From Amazon UK's description of The Apple:
Enjoy more sugar...Take a saunter down Silver Street once more for an early Christmas encounter with the determined heroine of "The Crimson Petal and the White", and find out more of what became of her. In this collection, Michel Faber revisits the world of his bestselling novel, briefly opening doors onto the lives of its characters to give us tantalising glimpses of where they sprang from and what happened to them.
I don't even know why I'm so excited. I happen to be one of only eight people on the planet who didn't find the ending of The Crimson Petal and the White rushed and unsatisfactory (I guess once you've got a couple of Neal Stephensons under your belt, Faber's hurriedness doesn't even register). Not to mention that the entire concept puts my back up--going back to the universe of a mega-bestseller to tie up loose ends and tell additional stories? It was a bad idea when Neil Gaiman did it in Sandman: Endless Nights, and probably there are half a dozen other examples I can't think of right now.

But I still want it.


Anonymous said…
My problem with "Crimson Petal" wasn't the was the characters and his psychologically limited portrayal of the period.
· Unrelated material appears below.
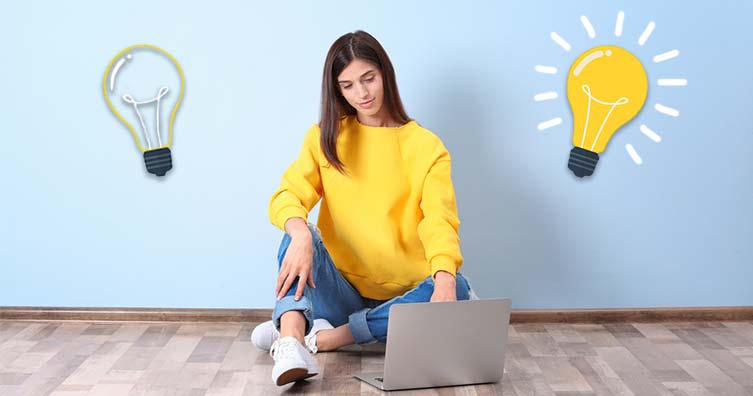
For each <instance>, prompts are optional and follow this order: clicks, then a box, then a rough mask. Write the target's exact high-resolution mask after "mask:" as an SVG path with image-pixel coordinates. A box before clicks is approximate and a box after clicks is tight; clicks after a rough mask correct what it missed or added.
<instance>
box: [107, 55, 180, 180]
mask: <svg viewBox="0 0 753 396" xmlns="http://www.w3.org/2000/svg"><path fill="white" fill-rule="evenodd" d="M184 89H185V81H184V78H183V71H182V70H181V68H180V65H179V64H178V61H176V60H175V58H173V57H172V55H170V54H169V53H167V52H166V51H165V50H163V49H161V48H158V47H156V46H153V45H149V44H138V45H133V46H130V47H128V48H126V49H124V50H122V51H120V52H119V53H118V54H117V55H115V57H114V58H113V59H112V60H111V61H110V63H109V64H108V65H107V70H106V71H105V76H104V78H103V80H102V91H103V93H104V96H105V101H106V102H107V106H108V107H109V108H110V110H111V111H112V112H113V114H115V116H116V117H117V118H118V119H119V120H120V121H121V122H122V123H123V124H124V125H125V126H126V128H128V130H129V131H130V132H131V134H132V135H133V138H134V139H135V141H136V145H137V146H138V148H139V150H141V152H143V153H144V163H145V165H146V169H147V171H148V172H149V173H153V174H155V175H157V176H164V175H165V173H167V171H169V170H170V169H172V156H171V152H170V146H172V142H173V125H174V122H175V114H176V113H177V112H178V107H179V106H180V103H181V101H182V99H183V91H184ZM167 114H169V121H168V116H167ZM140 136H143V143H145V144H142V139H140Z"/></svg>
Ten years of research, and the best he could come up with were stereotypical characters that anyone who knows anything about the Victorian period could have thought of. Sugar is, I think, the only exception.

I don't regret reading it because the thoroughness of his historical detail was admirable and I'm sure I learned something...but more of the same? Nooooo thanks. I see this sequel as, "I researched this damn period for ten years, it's good for ten more books!"
Anonymous said…

I didn't find the ending rushed because by that time I was in agony that it might all go wrong. I just wanted to know they were OK. That's the trouble with Faber: it all goes wrong so very often that you feel gratitude when it isn't death and misery all round.

Interesting observation about the complexity of the characters. It's true that most of the characters are stock types, but I think Faber handles them well - however unoriginal they may be, they're still recognizably people.

At least as far as I was concerned, Crimson Petal's rolicking plot made up for the predictability of the characters. That's probably where the vaunted ten years of research went into as well (or maybe Faber is just a slow writer).


I hadn't read any Faber before Crimson Petal. After finishing it I picked up Under the Skin, which was a nasty (although not entirely unpleasant) surprise. But I certainly felt anxious towards the end of the novel, and relieved that the characters I cared about got away with something like a reprieve.
Anonymous said…
Have you read Some Rain Must Fall and/or The Fahrenheit Twins?
No, Niall - just Crimson Petal and Under the Skin. I've been thinking that I ought to give Faber a more serious look - would you recommend either one?
Anonymous said…
'some rain must fall' is better than 'farenheit twins' IMHO
Anonymous said…
Does anyone know when The Apple will be published in North America? doesn't list it and I'm dying to read it.